Sie hatte, wie die anderen Frauen hier auch, ihren Zenit als Model überschritten und war nun, mit fünfzig Jahren, angewiesen auf die Gnade berühmter Fotografen. Lindbergh wusste genau, wer und was gerade angesagt war: Patitz hatte gerade ein Comeback erlebt, sie war auf den Covern der französischen "Marie Claire" und der italienischen "Vogue" zu sehen.

Patitz war Peter Brodbeck, wie Lindbergh mit bürgerlichem Namen hieß, durchaus zu Dank verpflichtet: 1988 hatte er eine Handvoll eher unbekannter Mädchen in weißen T-Shirts am Strand fotografiert, ohne Make-up. Das Gruppenbild mit Naomi Campbell, Linda Evangelista, Cindy Crawford, Christy Turlington und Patitz wurde von der "Vogue" zum Bild der Neunzigerjahre gekürt, es gilt bis heute als Geburtsstunde der Supermodels.

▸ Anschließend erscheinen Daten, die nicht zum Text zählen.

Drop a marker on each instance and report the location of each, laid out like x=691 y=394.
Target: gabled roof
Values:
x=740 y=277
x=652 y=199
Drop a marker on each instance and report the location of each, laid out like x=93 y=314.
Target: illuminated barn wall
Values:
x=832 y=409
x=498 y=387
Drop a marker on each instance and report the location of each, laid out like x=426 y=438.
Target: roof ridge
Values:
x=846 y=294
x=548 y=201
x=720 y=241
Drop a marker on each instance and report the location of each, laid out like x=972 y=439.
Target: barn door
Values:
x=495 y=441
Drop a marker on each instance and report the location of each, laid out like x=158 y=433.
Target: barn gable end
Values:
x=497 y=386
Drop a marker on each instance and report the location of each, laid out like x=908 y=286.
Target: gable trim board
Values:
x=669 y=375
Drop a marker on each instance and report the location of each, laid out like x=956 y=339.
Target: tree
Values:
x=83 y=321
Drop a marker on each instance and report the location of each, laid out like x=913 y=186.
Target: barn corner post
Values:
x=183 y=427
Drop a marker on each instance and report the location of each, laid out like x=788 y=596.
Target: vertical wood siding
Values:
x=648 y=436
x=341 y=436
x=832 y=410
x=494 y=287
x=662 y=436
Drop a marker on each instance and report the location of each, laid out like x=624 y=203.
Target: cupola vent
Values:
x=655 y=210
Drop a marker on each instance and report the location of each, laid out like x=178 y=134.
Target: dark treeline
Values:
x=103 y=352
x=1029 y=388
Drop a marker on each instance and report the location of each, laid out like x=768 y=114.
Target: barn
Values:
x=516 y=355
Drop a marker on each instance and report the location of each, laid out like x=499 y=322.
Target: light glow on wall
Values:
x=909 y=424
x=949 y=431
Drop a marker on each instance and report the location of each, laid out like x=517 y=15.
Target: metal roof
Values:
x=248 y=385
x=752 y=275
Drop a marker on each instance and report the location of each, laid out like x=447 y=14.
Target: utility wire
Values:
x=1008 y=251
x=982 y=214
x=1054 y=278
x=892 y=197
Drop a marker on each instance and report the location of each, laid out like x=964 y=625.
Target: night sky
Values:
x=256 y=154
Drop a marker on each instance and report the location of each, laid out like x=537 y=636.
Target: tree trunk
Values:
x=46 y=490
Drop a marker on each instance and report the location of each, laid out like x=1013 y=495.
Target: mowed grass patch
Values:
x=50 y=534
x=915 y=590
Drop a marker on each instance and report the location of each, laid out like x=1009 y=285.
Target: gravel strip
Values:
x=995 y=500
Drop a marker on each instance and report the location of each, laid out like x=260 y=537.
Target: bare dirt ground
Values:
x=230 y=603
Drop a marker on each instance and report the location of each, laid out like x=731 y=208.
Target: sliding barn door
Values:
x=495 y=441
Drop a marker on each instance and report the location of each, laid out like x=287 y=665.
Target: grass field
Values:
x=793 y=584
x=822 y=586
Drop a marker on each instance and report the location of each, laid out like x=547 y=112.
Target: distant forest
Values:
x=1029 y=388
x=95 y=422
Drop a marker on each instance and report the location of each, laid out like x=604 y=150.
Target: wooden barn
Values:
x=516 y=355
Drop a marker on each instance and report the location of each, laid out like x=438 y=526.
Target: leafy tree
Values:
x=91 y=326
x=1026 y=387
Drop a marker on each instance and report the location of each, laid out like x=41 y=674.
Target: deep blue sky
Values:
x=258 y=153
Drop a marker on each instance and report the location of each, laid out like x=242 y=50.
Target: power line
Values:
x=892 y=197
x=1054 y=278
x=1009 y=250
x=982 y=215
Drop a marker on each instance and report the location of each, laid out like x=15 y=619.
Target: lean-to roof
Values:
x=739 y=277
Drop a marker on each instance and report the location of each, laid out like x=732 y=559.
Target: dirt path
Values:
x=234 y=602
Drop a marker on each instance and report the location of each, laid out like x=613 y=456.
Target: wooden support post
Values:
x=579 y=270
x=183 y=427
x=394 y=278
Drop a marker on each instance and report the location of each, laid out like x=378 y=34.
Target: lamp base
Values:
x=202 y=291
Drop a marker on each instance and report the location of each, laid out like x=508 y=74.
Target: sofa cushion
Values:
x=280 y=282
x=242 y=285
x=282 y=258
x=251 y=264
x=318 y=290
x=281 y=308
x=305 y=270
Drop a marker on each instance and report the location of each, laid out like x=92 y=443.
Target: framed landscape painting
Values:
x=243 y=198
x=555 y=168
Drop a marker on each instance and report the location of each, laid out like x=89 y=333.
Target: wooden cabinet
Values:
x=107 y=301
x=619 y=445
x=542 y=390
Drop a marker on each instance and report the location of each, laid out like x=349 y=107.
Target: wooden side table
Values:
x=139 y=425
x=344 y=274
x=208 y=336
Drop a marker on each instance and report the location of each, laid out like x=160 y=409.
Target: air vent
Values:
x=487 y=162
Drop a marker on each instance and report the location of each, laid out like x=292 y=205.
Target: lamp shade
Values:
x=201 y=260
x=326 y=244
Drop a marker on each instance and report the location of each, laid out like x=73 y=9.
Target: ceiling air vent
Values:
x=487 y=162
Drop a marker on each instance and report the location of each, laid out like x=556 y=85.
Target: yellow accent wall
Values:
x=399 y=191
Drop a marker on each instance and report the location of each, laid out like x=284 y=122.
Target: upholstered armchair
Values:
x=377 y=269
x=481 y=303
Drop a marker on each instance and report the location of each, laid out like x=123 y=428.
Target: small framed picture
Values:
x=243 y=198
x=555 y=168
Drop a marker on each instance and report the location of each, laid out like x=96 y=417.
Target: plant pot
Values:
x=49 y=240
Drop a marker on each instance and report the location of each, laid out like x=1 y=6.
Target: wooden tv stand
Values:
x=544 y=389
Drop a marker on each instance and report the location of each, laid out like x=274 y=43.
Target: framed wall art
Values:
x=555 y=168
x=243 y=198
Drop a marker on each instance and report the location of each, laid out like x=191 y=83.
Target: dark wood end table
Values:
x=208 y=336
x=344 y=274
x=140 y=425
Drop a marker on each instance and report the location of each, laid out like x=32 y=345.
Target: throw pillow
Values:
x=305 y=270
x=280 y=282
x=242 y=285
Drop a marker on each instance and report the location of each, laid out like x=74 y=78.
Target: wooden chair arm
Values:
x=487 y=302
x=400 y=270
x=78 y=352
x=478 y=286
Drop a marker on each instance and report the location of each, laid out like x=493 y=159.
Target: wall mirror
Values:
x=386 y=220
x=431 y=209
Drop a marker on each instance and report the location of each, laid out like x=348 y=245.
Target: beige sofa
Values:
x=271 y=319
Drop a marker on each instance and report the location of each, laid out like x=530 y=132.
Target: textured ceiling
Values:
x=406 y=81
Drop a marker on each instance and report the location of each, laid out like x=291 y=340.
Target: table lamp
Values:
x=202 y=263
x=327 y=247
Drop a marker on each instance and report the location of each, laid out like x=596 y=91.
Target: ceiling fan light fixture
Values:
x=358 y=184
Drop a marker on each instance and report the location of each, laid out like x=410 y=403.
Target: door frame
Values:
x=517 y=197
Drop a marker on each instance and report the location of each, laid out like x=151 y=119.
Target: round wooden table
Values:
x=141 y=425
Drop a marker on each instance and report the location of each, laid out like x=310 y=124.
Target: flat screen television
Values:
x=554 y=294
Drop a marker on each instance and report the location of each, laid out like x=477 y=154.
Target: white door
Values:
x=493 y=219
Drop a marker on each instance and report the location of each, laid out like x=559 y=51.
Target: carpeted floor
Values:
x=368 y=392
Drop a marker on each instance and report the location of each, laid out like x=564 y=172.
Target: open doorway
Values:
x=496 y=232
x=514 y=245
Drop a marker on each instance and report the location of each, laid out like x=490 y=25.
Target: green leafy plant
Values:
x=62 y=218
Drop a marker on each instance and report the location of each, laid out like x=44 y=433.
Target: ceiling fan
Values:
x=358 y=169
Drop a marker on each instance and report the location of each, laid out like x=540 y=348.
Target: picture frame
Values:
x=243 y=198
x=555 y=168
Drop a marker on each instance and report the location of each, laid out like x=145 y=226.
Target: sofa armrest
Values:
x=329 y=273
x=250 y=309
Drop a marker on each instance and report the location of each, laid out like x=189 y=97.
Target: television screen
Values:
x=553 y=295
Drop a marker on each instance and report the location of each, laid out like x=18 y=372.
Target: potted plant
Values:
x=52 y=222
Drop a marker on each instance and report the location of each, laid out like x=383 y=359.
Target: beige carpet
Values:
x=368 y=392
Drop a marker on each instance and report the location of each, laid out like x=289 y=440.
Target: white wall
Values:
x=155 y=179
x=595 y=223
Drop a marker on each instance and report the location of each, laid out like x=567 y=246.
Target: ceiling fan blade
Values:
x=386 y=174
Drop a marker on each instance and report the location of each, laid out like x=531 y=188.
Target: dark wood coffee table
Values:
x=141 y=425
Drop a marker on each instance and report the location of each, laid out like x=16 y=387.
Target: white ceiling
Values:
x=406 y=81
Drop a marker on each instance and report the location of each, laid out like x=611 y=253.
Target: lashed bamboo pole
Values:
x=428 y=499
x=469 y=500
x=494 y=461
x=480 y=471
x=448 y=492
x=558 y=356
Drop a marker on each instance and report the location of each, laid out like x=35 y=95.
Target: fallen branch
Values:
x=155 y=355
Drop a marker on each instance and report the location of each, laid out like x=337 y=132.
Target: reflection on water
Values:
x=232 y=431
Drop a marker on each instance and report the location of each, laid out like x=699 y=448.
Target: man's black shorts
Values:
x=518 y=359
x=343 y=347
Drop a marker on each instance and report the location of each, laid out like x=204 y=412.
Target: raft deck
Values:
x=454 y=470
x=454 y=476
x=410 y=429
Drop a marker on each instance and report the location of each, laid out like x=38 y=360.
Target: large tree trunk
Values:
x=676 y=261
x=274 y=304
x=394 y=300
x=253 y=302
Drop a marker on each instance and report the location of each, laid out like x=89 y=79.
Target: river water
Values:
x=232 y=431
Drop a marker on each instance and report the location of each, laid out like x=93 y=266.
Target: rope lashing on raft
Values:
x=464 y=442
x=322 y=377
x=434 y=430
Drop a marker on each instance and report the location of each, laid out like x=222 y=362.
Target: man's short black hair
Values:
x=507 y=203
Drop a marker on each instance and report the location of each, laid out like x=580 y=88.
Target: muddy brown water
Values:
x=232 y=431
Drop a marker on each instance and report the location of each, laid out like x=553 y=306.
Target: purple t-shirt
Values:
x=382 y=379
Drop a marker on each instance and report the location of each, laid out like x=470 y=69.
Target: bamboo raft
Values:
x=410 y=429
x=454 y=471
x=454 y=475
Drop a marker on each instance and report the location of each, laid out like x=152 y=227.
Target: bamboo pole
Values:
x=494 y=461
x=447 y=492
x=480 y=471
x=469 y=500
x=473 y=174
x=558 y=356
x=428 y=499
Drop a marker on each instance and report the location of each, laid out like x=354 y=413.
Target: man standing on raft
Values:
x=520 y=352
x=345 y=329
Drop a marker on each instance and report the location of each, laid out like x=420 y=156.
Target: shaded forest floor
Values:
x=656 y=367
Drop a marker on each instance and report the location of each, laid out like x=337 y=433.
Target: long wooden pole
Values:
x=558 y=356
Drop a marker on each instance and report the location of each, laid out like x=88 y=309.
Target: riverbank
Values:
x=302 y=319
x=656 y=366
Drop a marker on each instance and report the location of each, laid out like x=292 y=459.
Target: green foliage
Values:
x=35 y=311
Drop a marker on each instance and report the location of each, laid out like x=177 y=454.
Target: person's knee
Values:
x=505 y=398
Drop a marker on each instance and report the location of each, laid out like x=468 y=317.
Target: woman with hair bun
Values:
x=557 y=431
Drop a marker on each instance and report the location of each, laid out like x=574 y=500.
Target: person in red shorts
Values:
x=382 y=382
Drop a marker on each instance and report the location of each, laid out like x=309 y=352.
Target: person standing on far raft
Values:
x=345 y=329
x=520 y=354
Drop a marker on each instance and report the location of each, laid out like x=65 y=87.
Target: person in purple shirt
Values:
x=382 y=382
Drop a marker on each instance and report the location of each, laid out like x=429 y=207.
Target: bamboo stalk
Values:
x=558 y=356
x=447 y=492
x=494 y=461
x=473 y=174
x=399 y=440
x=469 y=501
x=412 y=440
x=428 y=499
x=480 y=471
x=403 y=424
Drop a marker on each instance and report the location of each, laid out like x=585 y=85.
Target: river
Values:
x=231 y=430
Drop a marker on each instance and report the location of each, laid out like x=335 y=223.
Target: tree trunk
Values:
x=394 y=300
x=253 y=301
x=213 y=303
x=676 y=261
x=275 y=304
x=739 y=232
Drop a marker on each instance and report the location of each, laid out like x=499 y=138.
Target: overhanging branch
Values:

Patitz, die damals in Paris lebte und sich mit einer Handvoll schlecht bezahlter Jobs über Wasser hielt, hatte schon ans Aufhören gedacht. Die Hamburgerin war für den damaligen Geschmack zu üppig, zu groß und schlicht nicht katalog-schön. Lindbergh aber sah sie an und wusste: "Die Frau hat was." Ein Jahr später verdiente sie ihre erste Million Dollar. Von einem Tag zum anderen stürzten sich Designer und Kosmetikhäuser auf diese Frauen und stattete sie mit Exklusivverträgen aus. "Ihre Individualität wurde ihnen weggekauft", sollte Lindbergh später im Rückblick sagen.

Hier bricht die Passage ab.